“Hell could not be a far way off from this place.”
– G.A. Farini, 19th Century Traveller
My introduction to the Karoo started some 30 odd years ago when I was a child and my mom was working on two films set on a farm in the Tankwa Karoo. The memories I have from that place are care-free and happy. I remember it as a thriving farm with sheep, pigs, chickens and a full film crew running around while I explored this natural wonder with blissful freedom. I remember swimming in the river and playing with the farm owners’ children and it was just magical for me. Since that time, I’ve always been fascinated by the Karoo and love going there to escape the overstimulation of the city. As a farmer once told me, “This is the place where God comes to think.”
“I’ve injected poison into myself.
Don’t worry; I’m going to die in the town.
I had no choice.”
My obsession with this place never ceased, but it wasn’t until much later in my life while we were passing through the Karoo filming another series that I came across these heart-breaking words that still send shivers down my spine. It was in such contrast to the memories that I have and I had to investigate what was happening to this largely unknown part of South Africa.

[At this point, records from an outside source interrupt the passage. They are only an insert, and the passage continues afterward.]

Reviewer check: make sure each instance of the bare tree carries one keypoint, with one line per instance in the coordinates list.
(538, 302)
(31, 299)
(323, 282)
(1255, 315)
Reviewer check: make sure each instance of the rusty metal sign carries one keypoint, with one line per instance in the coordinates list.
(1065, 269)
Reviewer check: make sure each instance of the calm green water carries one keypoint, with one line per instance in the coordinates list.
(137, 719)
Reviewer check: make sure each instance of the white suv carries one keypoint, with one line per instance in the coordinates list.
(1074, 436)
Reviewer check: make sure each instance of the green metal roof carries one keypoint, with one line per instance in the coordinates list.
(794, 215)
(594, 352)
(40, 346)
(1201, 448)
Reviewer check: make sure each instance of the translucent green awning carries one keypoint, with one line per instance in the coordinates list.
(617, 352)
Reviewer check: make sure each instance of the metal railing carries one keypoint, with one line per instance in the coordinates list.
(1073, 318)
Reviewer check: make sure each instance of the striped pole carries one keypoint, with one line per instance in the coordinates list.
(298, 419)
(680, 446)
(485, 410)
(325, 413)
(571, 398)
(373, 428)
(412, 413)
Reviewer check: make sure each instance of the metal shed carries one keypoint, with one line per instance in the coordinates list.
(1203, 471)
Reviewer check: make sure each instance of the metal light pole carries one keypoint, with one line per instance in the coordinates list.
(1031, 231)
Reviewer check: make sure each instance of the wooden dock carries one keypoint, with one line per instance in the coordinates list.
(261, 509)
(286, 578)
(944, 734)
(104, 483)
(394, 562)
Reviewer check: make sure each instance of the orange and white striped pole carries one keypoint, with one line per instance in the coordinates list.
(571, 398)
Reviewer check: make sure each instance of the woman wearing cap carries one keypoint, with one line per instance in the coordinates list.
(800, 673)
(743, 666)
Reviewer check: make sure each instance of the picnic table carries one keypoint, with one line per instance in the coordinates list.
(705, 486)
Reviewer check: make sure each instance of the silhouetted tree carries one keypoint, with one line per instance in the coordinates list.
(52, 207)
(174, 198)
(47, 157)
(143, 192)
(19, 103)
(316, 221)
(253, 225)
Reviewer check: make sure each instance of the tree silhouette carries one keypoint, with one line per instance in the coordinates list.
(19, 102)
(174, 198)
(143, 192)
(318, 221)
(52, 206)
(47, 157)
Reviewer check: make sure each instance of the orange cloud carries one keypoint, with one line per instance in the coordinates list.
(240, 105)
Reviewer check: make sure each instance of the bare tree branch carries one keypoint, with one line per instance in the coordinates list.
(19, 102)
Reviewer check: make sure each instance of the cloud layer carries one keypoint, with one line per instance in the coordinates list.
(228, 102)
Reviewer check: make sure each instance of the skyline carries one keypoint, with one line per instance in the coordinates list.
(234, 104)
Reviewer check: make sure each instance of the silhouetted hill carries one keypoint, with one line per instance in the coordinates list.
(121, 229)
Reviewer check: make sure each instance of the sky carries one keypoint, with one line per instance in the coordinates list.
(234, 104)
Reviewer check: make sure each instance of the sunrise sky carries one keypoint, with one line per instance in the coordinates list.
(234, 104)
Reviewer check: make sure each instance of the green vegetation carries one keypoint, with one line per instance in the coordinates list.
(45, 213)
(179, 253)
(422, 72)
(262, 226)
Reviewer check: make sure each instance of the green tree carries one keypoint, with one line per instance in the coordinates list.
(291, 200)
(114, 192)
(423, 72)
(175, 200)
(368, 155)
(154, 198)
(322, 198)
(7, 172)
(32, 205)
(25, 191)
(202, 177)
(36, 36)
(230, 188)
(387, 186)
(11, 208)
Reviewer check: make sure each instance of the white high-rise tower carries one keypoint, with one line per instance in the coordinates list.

Little did I know that this was the start of what would become a two year journey across the length and breadth of the Karoo, and the more I explored, the more I realised how rich this place was, and Pandora’s Box exploded open.
From the remains of the pre-dinosaurs, to the origins of modern man and the present day farmer, my crew and I headed into the thick of it to try and tell the Karoo’s story in entirety, and now that it is completed, I can confidently say that it is one of the best works that we have ever produced, and although we unearthed all the secrets that we could, I’m still left with more burning questions in my mind. All I know is that I will never stop learning from this place…and it’s right on our doorstep.
“This is the place where God comes to think.”